IGI Com ​TEBO. //– Pengelolaan Dana Desa (DD) di Desa Sungai Rambai, Kecamatan Tebo Ulu, Kabupaten Tebo, tahun anggaran 2025 kini tengah menjadi sorotan tajam. Pasalnya, program ketahanan pangan berupa penanaman jagung yang menelan anggaran ratusan juta rupiah berakhir dengan kegagalan total.
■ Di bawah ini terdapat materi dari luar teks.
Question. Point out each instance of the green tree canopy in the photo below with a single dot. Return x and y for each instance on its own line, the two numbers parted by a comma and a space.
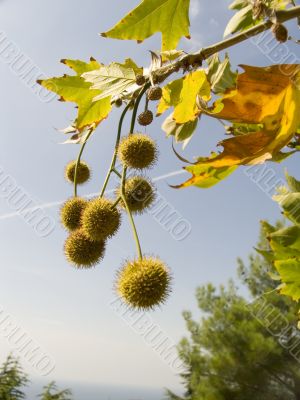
241, 348
12, 380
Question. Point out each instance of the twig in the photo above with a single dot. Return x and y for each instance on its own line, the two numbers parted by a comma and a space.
195, 59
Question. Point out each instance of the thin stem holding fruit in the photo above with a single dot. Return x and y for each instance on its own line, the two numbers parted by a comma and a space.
79, 159
114, 159
123, 195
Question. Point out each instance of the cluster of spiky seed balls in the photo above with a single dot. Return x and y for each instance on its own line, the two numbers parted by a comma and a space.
142, 283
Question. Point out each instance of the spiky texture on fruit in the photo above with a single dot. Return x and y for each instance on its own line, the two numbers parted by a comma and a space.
139, 194
100, 220
145, 118
258, 9
140, 80
71, 212
280, 32
154, 93
138, 151
144, 284
83, 172
83, 252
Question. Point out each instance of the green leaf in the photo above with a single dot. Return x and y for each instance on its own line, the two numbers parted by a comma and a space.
181, 132
204, 176
294, 184
238, 4
286, 237
240, 21
182, 95
114, 79
289, 271
170, 17
80, 66
291, 205
76, 90
220, 75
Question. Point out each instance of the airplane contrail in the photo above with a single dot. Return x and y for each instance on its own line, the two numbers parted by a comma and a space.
58, 203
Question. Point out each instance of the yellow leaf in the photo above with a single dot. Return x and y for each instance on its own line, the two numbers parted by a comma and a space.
182, 95
268, 96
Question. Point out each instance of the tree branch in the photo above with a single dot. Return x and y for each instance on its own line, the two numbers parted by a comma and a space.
195, 59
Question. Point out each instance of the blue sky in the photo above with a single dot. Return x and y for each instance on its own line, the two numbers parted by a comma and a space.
68, 312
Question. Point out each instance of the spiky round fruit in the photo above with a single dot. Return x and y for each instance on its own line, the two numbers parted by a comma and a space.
138, 151
144, 284
71, 212
154, 93
258, 9
280, 32
83, 172
100, 220
83, 252
145, 118
140, 80
139, 194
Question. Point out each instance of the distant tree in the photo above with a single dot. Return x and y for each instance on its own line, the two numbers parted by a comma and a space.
51, 392
12, 380
231, 355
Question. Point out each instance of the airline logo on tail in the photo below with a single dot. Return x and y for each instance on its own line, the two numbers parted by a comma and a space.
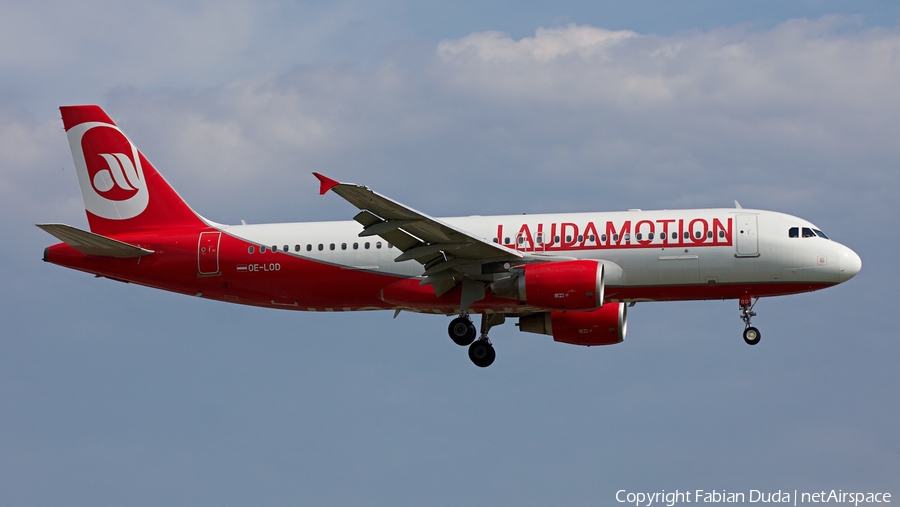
109, 171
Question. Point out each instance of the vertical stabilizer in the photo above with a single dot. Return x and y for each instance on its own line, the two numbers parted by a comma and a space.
121, 189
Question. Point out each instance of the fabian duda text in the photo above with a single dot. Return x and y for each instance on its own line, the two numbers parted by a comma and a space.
672, 498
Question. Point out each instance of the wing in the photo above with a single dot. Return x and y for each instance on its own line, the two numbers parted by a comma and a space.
448, 254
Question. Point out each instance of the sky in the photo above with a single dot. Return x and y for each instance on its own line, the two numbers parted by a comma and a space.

Bukannya memanen hasil, lahan jagung tersebut kini justru beralih fungsi menjadi lahan gembalaan sapi warga.

Ketahanan Pangan yang “Layu” Sebelum Berkembang.

​Keresahan warga bermula dari alokasi dana sebesar Rp159.000.000 yang diperuntukkan bagi Badan Usaha Milik Desa (BUMDES) dalam kegiatan ketahanan pangan. Ironisnya, proses awal program ini dinilai tidak transparan. Menurut pengakuan warga, pembentukan pengurus BUMDES hingga penentuan lokasi lahan dilakukan tanpa melalui mekanisme musyawarah desa yang sah. ​Hasilnya pun memprihatinkan. Proyek jagung yang diharapkan mampu mendongkrak ekonomi desa justru gagal total. Warga mencurigai adanya indikasi penggelembungan dana (mark-up) yang masif.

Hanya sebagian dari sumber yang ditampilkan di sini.